Demystifying Web Standards and the W3C with Lola Odelola
Explaining what web standards are, how they’re created, and how you can get involved.
Our guest talk series continues. After listening to speakers like professor Felienne Hermans talk about how to read code and developer Stuart Langridge explain why you might not need as much JavaScript as much as you think, yesterday, we had the pleasure of being joined by Lola Odelola, web developer advocate at Samsung and the W3C.
Lola’s talk focused on web standards, from what they are to how they can impact the internet, and by extension, a developer’s day-to-day — a subject bound to interest the prospective developers in our Web Development and JavaScript bootcamps, as they complete their last week of bootcamp.
After studying literature, Lola herself transitioned into tech through a Ruby coding bootcamp, putting her in an ideal position to understand and address our developers-in-training.
Web Standards
The Web: we use it all the time, but if we take a step back, how can we define it succinctly. Lola explains that the Web is this network of documents connected through links. Alright, so it’s this global infrastructure of navigable sites. But how does it work, and perhaps more importantly, who decides how it should work?
That’s where web standards come into play. Web standards are rules or guidelines, some stricter than others, that define how the Web should work. And there isn’t just one, but a flurry of web standards.
HTML, for instance, whose origins were discussed by developer Bruce Lawson in a previous talk, uses tags to structure web pages and give meaning to its different components. But for HTML to be usable, we have among others to agree on the meaning and usage of each tag. And that’s precisely the role of the HTML standard.
W3C
So standards guide the functioning of the Web, and there are many of them. But that doesn’t tell us where they come from. Well, there’s an organization in charge of coordinating the effort to develop web standards: the World Wide Web Consortium, or W3C for short.

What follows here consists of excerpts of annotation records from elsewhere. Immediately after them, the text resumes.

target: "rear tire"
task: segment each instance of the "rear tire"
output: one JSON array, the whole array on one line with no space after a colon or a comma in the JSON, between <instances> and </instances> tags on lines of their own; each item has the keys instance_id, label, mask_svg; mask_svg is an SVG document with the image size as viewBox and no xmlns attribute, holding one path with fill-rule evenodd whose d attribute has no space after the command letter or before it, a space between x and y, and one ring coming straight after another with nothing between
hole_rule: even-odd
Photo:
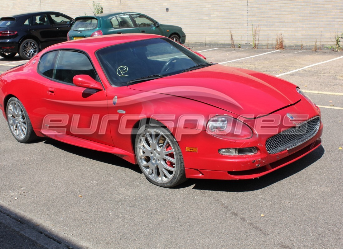
<instances>
[{"instance_id":1,"label":"rear tire","mask_svg":"<svg viewBox=\"0 0 343 249\"><path fill-rule=\"evenodd\" d=\"M0 53L0 56L5 59L9 59L13 58L17 54L16 53Z\"/></svg>"},{"instance_id":2,"label":"rear tire","mask_svg":"<svg viewBox=\"0 0 343 249\"><path fill-rule=\"evenodd\" d=\"M170 36L170 37L169 38L173 40L176 41L177 42L181 43L180 37L177 35L173 35Z\"/></svg>"},{"instance_id":3,"label":"rear tire","mask_svg":"<svg viewBox=\"0 0 343 249\"><path fill-rule=\"evenodd\" d=\"M10 130L17 141L26 144L37 138L26 110L19 100L15 97L9 100L6 114Z\"/></svg>"},{"instance_id":4,"label":"rear tire","mask_svg":"<svg viewBox=\"0 0 343 249\"><path fill-rule=\"evenodd\" d=\"M23 60L29 60L39 51L39 46L34 40L27 39L20 44L19 55Z\"/></svg>"}]
</instances>

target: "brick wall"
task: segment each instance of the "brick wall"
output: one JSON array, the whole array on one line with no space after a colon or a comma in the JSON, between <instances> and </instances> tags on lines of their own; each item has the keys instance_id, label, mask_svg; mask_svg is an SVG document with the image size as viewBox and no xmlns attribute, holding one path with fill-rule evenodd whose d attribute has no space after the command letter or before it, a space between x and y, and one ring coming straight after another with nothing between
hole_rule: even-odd
<instances>
[{"instance_id":1,"label":"brick wall","mask_svg":"<svg viewBox=\"0 0 343 249\"><path fill-rule=\"evenodd\" d=\"M96 0L104 12L145 13L162 23L182 27L189 45L251 47L252 29L259 25L259 47L272 48L282 34L286 48L311 49L333 46L334 36L343 32L342 0ZM87 4L90 6L90 8ZM75 17L93 14L91 1L5 0L2 16L24 12L51 10ZM169 8L169 11L166 8ZM257 42L257 41L256 41Z\"/></svg>"}]
</instances>

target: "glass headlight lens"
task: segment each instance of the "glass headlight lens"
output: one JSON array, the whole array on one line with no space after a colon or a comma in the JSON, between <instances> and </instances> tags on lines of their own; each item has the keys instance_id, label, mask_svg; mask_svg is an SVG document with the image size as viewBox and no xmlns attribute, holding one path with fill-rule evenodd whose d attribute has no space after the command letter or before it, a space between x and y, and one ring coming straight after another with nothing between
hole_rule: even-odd
<instances>
[{"instance_id":1,"label":"glass headlight lens","mask_svg":"<svg viewBox=\"0 0 343 249\"><path fill-rule=\"evenodd\" d=\"M252 131L238 119L225 115L216 116L209 120L208 133L222 138L246 139L252 136Z\"/></svg>"}]
</instances>

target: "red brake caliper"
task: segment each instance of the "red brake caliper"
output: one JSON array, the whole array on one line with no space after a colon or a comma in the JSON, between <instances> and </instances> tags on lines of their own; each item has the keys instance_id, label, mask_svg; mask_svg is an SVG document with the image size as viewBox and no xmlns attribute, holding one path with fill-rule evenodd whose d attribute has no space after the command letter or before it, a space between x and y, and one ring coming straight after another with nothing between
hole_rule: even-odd
<instances>
[{"instance_id":1,"label":"red brake caliper","mask_svg":"<svg viewBox=\"0 0 343 249\"><path fill-rule=\"evenodd\" d=\"M167 146L167 147L166 148L166 151L167 151L168 150L172 150L172 146L168 145L168 146ZM172 153L170 153L170 154L167 154L169 155L169 157L173 158L174 158L174 157L172 157L172 156L170 156L172 155ZM168 165L169 167L171 167L172 168L174 167L174 163L172 162L170 162L169 160L166 160L166 163L167 165Z\"/></svg>"}]
</instances>

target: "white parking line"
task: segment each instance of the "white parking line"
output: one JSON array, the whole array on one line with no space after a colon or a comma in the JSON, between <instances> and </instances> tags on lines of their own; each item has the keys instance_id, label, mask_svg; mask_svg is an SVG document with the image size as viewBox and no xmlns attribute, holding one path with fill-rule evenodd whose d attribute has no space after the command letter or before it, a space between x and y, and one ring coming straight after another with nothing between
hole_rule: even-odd
<instances>
[{"instance_id":1,"label":"white parking line","mask_svg":"<svg viewBox=\"0 0 343 249\"><path fill-rule=\"evenodd\" d=\"M280 51L280 50L274 50L274 51L272 51L271 52L268 52L267 53L263 53L263 54L256 54L255 55L252 55L252 56L249 56L247 57L244 57L244 58L241 58L239 59L236 59L236 60L233 60L232 61L225 61L224 62L221 62L219 63L220 64L224 64L225 63L228 63L229 62L232 62L233 61L239 61L241 60L244 60L244 59L247 59L249 58L252 58L252 57L256 57L256 56L259 56L260 55L263 55L263 54L267 54L270 53L274 53L274 52L277 52L277 51Z\"/></svg>"},{"instance_id":2,"label":"white parking line","mask_svg":"<svg viewBox=\"0 0 343 249\"><path fill-rule=\"evenodd\" d=\"M311 66L317 66L317 65L320 65L320 64L322 64L323 63L326 63L327 62L329 62L330 61L334 61L335 60L338 60L338 59L341 59L343 58L343 56L340 56L339 57L337 57L337 58L335 58L333 59L331 59L331 60L329 60L328 61L322 61L321 62L318 62L318 63L316 63L313 65L310 65L309 66L304 66L304 67L301 67L301 68L299 68L299 69L296 69L295 70L294 70L293 71L291 71L289 72L287 72L287 73L284 73L283 74L278 74L277 75L276 75L277 77L279 77L281 75L284 75L285 74L291 74L292 73L294 73L294 72L298 72L298 71L300 71L301 70L303 70L303 69L306 69L307 68L308 68L309 67L310 67Z\"/></svg>"},{"instance_id":3,"label":"white parking line","mask_svg":"<svg viewBox=\"0 0 343 249\"><path fill-rule=\"evenodd\" d=\"M16 63L17 62L21 62L22 61L12 61L12 62L5 63L4 65L7 65L8 64L12 64L12 63Z\"/></svg>"},{"instance_id":4,"label":"white parking line","mask_svg":"<svg viewBox=\"0 0 343 249\"><path fill-rule=\"evenodd\" d=\"M332 95L343 95L343 94L340 92L320 92L318 91L309 91L308 90L301 90L305 92L311 92L314 94L331 94Z\"/></svg>"},{"instance_id":5,"label":"white parking line","mask_svg":"<svg viewBox=\"0 0 343 249\"><path fill-rule=\"evenodd\" d=\"M210 50L214 50L214 49L217 49L218 48L211 48L211 49L206 49L206 50L202 50L201 51L197 51L197 52L200 53L201 52L204 52L204 51L209 51Z\"/></svg>"},{"instance_id":6,"label":"white parking line","mask_svg":"<svg viewBox=\"0 0 343 249\"><path fill-rule=\"evenodd\" d=\"M338 109L340 110L343 110L343 107L335 107L333 106L326 106L326 105L317 105L321 108L330 108L330 109Z\"/></svg>"}]
</instances>

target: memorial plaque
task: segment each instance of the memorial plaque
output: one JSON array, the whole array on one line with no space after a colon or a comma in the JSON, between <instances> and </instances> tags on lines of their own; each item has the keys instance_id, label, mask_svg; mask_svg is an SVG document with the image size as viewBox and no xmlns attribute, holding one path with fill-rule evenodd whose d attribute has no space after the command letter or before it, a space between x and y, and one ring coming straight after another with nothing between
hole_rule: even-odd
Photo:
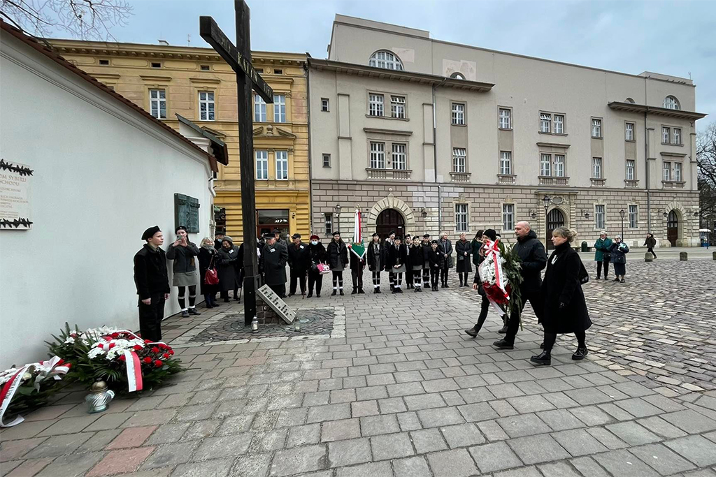
<instances>
[{"instance_id":1,"label":"memorial plaque","mask_svg":"<svg viewBox=\"0 0 716 477\"><path fill-rule=\"evenodd\" d=\"M184 195L174 195L174 227L186 227L190 234L199 233L199 200Z\"/></svg>"},{"instance_id":2,"label":"memorial plaque","mask_svg":"<svg viewBox=\"0 0 716 477\"><path fill-rule=\"evenodd\" d=\"M257 290L258 296L263 302L271 308L284 321L289 325L294 323L296 319L296 312L289 308L283 300L276 295L273 290L268 287L268 285L264 285Z\"/></svg>"},{"instance_id":3,"label":"memorial plaque","mask_svg":"<svg viewBox=\"0 0 716 477\"><path fill-rule=\"evenodd\" d=\"M31 228L30 181L32 169L24 164L0 159L0 230Z\"/></svg>"}]
</instances>

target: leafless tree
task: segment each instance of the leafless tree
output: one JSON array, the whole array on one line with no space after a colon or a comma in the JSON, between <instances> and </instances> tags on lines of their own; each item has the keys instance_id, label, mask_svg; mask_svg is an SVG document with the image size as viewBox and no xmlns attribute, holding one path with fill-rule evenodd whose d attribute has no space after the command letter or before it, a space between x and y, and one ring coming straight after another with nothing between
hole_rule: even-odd
<instances>
[{"instance_id":1,"label":"leafless tree","mask_svg":"<svg viewBox=\"0 0 716 477\"><path fill-rule=\"evenodd\" d=\"M0 5L4 19L41 37L113 40L110 29L124 26L132 15L125 0L0 0Z\"/></svg>"}]
</instances>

Standards can be seen as global agreements, so unsurprisingly, the process to define a standard is highly collaborative. Before a proposal can turn into a standard, many voices need to be heard: proposals undergo a long process akin to peer-review in the research fields, where they’re iteratively refined until they’re ready to be published.
And this gargantuan task (again, there are many standards to deal with) is handled by various groups within W3C, including the:
- Technical Architecture Group: A small group of nominated technical decision makers with authority to say whether a proposal has met the bar for publication.
- Working Groups: Groups consisting of experts backed by member organizations to help create, iron out, and fine-tune proposals until they’re fit for release.
- Community Groups: Open groups that anyone can join, where the tentative first steps toward building a formal proposal can be taken, like need-gathering and scoping.
In addition to walking us through what web standards and the W3C are, Lola addressed the following questions and spent half the presentation answering more interrogations from learners:
- What’s the difference between the internet and the Web?
- Which standards does the W3C handle, and which not?
- How can one get involved in W3C community groups?